Unicorn UK Income's top 10 holdings
CompanyPosition size (%)
Phoenix5
Telecom Plus4.9
Sabre Insurance4.8
Polar Capital4.8
LondonMetric Property4.7
Primary Health Properties4.6
Brewin Dolphin4.4
Hill & Smith3.5
Clipper Logistics3.3
Numis3.2
Total allocation to top 1043.2
Source: Unicorn, 31/03/21

 

“The domestic outlook is what we’re most excited about," Moon says. "We’ve been there for five years. People talk about it a bit now but the relative benefits of this vaccine rollout have been underestimated. When you think of exposure, the FTSE 100 isn’t a domestic play – you have to go further down the market cap scale.”

Mackersie argues that financials still have strong prospects and Moon adds: “UK industrials haven’t experienced that vaccine bounce to the tune the more obvious Covid [recovery] names have. You’ve seen more consumer-facing stocks that have done better.”

 

A mixed play on the UK

Mackersie describes the fund’s top 10 holdings as “quite diverse”. Some holdings have fared better than others in the pandemic and a similar pattern can be seen elsewhere in the portfolio.

Retail logistics specialist Clipper Logistics (CLG), a name the team has held since its 2014 initial public offering, has benefited from the boom in online shopping. Retailer B&M European Value Retail (BME), which entered the fund around 18 months ago, also fared well last year.

“They stayed open with essential retailer status and were a large beneficiary of people preferring to do one shop rather than several,” Moon says. “You had customers that wouldn’t have gone there unless they had to. But their experience has created a sticky customer base.”

The team has been taking profits on both these positions in the wake of strong performance.

Other holdings may instead serve as recovery plays or at least regain some ground after a tough 2020. Sabre Insurance, for example, has suffered from a lower number of driving tests taking place amid the pandemic but should prove “well placed when they get back to normal activity”.

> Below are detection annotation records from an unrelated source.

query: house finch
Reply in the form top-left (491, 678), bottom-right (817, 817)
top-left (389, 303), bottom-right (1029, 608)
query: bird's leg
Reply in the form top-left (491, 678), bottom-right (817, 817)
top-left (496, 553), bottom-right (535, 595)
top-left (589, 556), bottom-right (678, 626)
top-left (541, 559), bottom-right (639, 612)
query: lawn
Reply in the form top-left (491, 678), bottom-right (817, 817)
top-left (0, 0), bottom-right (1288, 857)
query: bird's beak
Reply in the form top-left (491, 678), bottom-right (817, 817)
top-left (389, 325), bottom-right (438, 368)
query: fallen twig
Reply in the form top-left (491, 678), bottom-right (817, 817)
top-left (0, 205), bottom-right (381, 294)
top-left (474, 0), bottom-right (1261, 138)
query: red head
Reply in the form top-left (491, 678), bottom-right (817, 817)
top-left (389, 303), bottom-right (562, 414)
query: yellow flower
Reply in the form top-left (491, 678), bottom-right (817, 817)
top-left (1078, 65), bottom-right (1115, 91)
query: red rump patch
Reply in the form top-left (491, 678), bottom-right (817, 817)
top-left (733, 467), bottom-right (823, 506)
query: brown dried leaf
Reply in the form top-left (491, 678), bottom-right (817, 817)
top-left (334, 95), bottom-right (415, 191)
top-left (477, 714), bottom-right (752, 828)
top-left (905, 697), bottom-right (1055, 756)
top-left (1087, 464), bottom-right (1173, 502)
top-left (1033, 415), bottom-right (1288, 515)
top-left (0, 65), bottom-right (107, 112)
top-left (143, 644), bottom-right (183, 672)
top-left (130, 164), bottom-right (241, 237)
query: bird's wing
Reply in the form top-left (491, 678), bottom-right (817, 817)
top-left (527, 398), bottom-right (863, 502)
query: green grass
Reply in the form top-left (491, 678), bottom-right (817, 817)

But other finance names have been working well. Broker Numis (NUM) has benefited from high volumes of corporate activity, while in the investment space Polar Capital and Brewin Dolphin (BRW) have held up well.

 

 

Like many funds of its type, Unicorn UK Income can only run its winners so far. Because of the subsequent fall in yield, strong share price performance can force its managers to at least take profits on shares that deliver the goods – if not sell them outright. One strong performer that has exited the portfolio, Alpha FX (AFX), remains the biggest position in Unicorn UK Growth Fund (GB0031217937) of which Mackersie is also a manager. Another disposal from Unicorn UK Income was discoverIE (DSCV), a strong performer whose dividend increased but lagged share price rises.

The fund’s level of income may seem lower than that of some others, with a historic yield of only 2.85 per cent at the end of March. However, other UK equity income funds with a multi-cap approach have tended to generate roughly similar historic yields, maybe because a degree of caution is warranted in this space rather than simply chasing high yields. And, for example, Premier Miton Optimum Income (GB00B3DDDX03), which has a stated target yield of 7 per cent a year, was one of the worst-performing funds in the IA UK Equity Income sector in 2020.